Understanding and specifically treating dystrophin-deficient cardiomyopathy is a priority for MDA. The MDA DMD Clinical Research Network has made studying the natural history and treatment of this condition as a primary focus. In addition, MDA sponsored a meeting of more than 40 leading clinicians and researchers from the United States and Europe in January 2011 to discuss optimal clinical care of the DMD/BMD-affected heart.
To address DMD-associated cardiomyopathy, researchers are aggressively pursuing a number of strategies to sustain or improve heart function. They're testing already existing medications for their possible benefits in the DMD affected heart, and also conducting research to find new approaches to specifically treat the dystrophin-deficient heart.
Since a number of cardiomyopathy drugs have been developed over the years to treat heart failure in older patients, doctors already have some tools at their disposal for treating the DMD heart. These therapies center on ways of reducing the burden on the pumping heart. To that end, doctors may prescribe angiotensin converting enzyme inhibitors (ACE inhibitors) and angiotensin receptor blockers (ARBs) that make blood vessels open up wide and thereby reduce the resistance to the heart’s pumping action. Doctors may also prescribe diuretics to remove extra water from the blood, so that there is less volume for the heart to pump. Finally, doctors may prescribe beta-blockers to slow the heart rate, giving the DMD heart sufficient time to empty and refill with each beat so that it can pump blood more efficiently.

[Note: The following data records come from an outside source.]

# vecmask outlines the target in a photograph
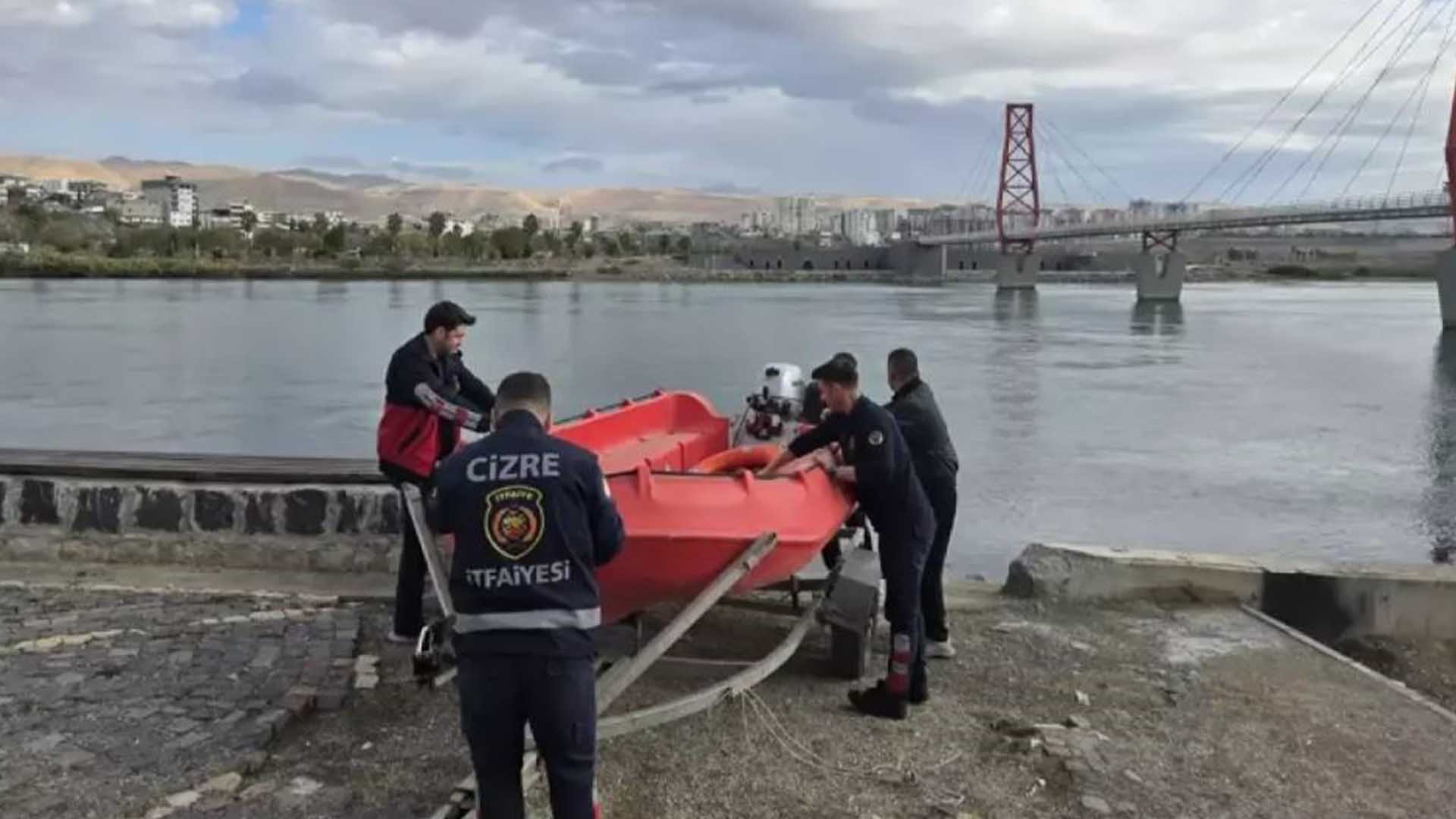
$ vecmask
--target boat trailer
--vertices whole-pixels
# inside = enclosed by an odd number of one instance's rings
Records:
[[[435,589],[435,596],[443,611],[443,616],[427,624],[415,641],[412,657],[415,681],[421,685],[440,686],[456,676],[454,657],[448,640],[456,618],[454,602],[450,597],[450,576],[446,571],[444,558],[435,548],[434,533],[428,525],[425,503],[419,488],[406,484],[403,494],[406,516],[419,539],[419,549],[430,570],[430,581]],[[754,538],[732,563],[724,567],[712,583],[703,587],[646,644],[641,644],[639,640],[639,646],[633,654],[598,665],[598,743],[604,739],[681,720],[683,717],[705,711],[724,700],[744,694],[783,666],[815,625],[827,625],[830,628],[830,667],[833,673],[846,679],[859,679],[863,676],[869,667],[871,643],[881,596],[879,561],[878,555],[866,548],[868,542],[868,533],[852,528],[844,529],[836,542],[840,548],[831,552],[842,557],[839,557],[827,579],[794,579],[788,583],[766,587],[766,590],[788,592],[792,600],[791,611],[798,616],[783,640],[761,659],[743,665],[740,670],[728,678],[676,700],[626,714],[600,717],[622,697],[628,686],[646,673],[654,663],[661,660],[693,624],[702,619],[715,603],[722,600],[734,584],[747,576],[778,545],[778,535],[773,532],[764,532]],[[801,606],[799,595],[805,592],[814,595],[814,597],[808,606]],[[753,603],[753,608],[764,606]],[[641,635],[641,624],[638,624],[638,630]],[[536,753],[534,739],[527,727],[526,758],[521,765],[523,791],[529,790],[542,777],[542,765]],[[476,783],[472,774],[456,783],[446,804],[431,813],[430,819],[464,819],[472,815],[475,804]]]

Researchers are continuing to study existing drugs to determine the best regimen to preserve heart function in DMD. Currently, there are several clinical studies aimed at determining the best combination and dose to prevent decline of heart function. These include studies of the relative efficacy of the aldosterone receptor antagonist, spironolactone and eplerinone, which are diurectics. This is a phase 3 clinical study led by Dr. Subha Raman at Ohio State University. Prior work by this group demonstrated that treatment with eplerinone (along with ACE inhibitors or ARBs) slowed the decline of cardiac function in boys with DMD over the course of one year. Additional studies investigating the optimal drug regimen for slowing cardiac decline in DMD include a phase 4 study in Italy comparing the effects of carvedilol (a beta blocker) with Ramipril (an ACE inhibitor), and a phase 3 study in France examining the effects of nebivolol (a beta blocker).

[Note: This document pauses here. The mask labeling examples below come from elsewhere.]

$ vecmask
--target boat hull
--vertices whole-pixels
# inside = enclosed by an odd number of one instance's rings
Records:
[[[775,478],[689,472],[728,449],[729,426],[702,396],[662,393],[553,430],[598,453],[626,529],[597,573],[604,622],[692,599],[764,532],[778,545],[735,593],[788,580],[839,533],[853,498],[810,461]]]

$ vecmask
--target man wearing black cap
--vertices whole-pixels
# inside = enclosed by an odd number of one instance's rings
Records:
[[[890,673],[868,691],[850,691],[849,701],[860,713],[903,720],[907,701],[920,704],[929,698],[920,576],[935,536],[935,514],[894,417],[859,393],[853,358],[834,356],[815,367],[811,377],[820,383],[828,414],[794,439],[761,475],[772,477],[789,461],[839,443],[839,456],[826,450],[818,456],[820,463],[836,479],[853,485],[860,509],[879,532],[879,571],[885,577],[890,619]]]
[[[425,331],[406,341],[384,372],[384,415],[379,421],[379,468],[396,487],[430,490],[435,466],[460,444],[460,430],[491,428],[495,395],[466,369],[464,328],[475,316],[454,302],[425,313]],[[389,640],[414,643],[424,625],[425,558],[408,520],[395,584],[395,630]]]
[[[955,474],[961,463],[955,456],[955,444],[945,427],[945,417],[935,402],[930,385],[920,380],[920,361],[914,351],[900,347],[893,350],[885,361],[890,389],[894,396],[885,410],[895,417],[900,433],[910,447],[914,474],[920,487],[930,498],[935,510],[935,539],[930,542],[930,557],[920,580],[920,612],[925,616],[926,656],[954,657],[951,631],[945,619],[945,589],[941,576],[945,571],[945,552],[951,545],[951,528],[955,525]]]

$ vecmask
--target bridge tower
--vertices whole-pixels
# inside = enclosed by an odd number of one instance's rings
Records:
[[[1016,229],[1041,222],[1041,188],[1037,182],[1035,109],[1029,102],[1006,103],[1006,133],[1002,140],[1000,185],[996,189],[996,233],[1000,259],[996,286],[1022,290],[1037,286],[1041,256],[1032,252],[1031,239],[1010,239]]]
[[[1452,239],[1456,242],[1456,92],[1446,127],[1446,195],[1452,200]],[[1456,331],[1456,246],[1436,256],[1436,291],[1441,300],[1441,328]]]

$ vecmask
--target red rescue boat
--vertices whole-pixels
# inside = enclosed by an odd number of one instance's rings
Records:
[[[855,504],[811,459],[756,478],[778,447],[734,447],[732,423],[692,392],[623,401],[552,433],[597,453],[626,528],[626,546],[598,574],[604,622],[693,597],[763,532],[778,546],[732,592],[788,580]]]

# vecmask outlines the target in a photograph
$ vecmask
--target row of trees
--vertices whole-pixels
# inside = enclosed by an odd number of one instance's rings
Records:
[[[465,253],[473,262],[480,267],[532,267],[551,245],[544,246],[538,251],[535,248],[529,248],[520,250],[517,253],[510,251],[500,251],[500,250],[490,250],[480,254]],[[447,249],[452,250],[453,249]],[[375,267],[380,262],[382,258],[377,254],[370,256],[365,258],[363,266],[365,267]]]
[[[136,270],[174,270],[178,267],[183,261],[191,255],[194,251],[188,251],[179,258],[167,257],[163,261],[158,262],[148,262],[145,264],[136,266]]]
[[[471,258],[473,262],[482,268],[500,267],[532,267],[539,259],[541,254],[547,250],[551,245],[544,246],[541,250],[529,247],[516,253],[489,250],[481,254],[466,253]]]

One promising and completely new therapy in development specifically for DMD is called CAP-1002 and is being developed by Capricor Therapeutics. CAP-1002 is a therapy based on cardiac stem cells (jump to stem cell transplantation) derived from donor heart tissue. Researchers aim to transplant these therapeutic stem cells into people with DMD with the hope that they will promote repair of the heart. Studies with CAP-1002 in a mouse model of DMD have demonstrated positive effects on the heart, and the company has since initiated a phase 1-2 clinical study to test the safety and effectiveness of CAP-1002 in boys and men with DMD.
Another new therapy, called PB1046, is in development by PhaseBio Pharmaceuticals. PB1046 is an engineered version of Vasoactive Intestinal Peptide (VIP), a neuropeptide which has been shown to be ionotropic (increases contraction of the heart) and lusitropic (speeds relaxation of the heart). VIP has also been shown to prevent fibrosis and inflammation in cardiac and skeletal muscle. PhaseBio has reported that their engineered version of VIP, PB1046, slowed cardiac functional deterioration in two mouse models of DMD and showed positive safety data in a clinical trial with volunteers who had essential hypertension. PhaseBio plans to begin phase 1 clinical testing to determine the safety of PB1046 in people with DMD in 2016.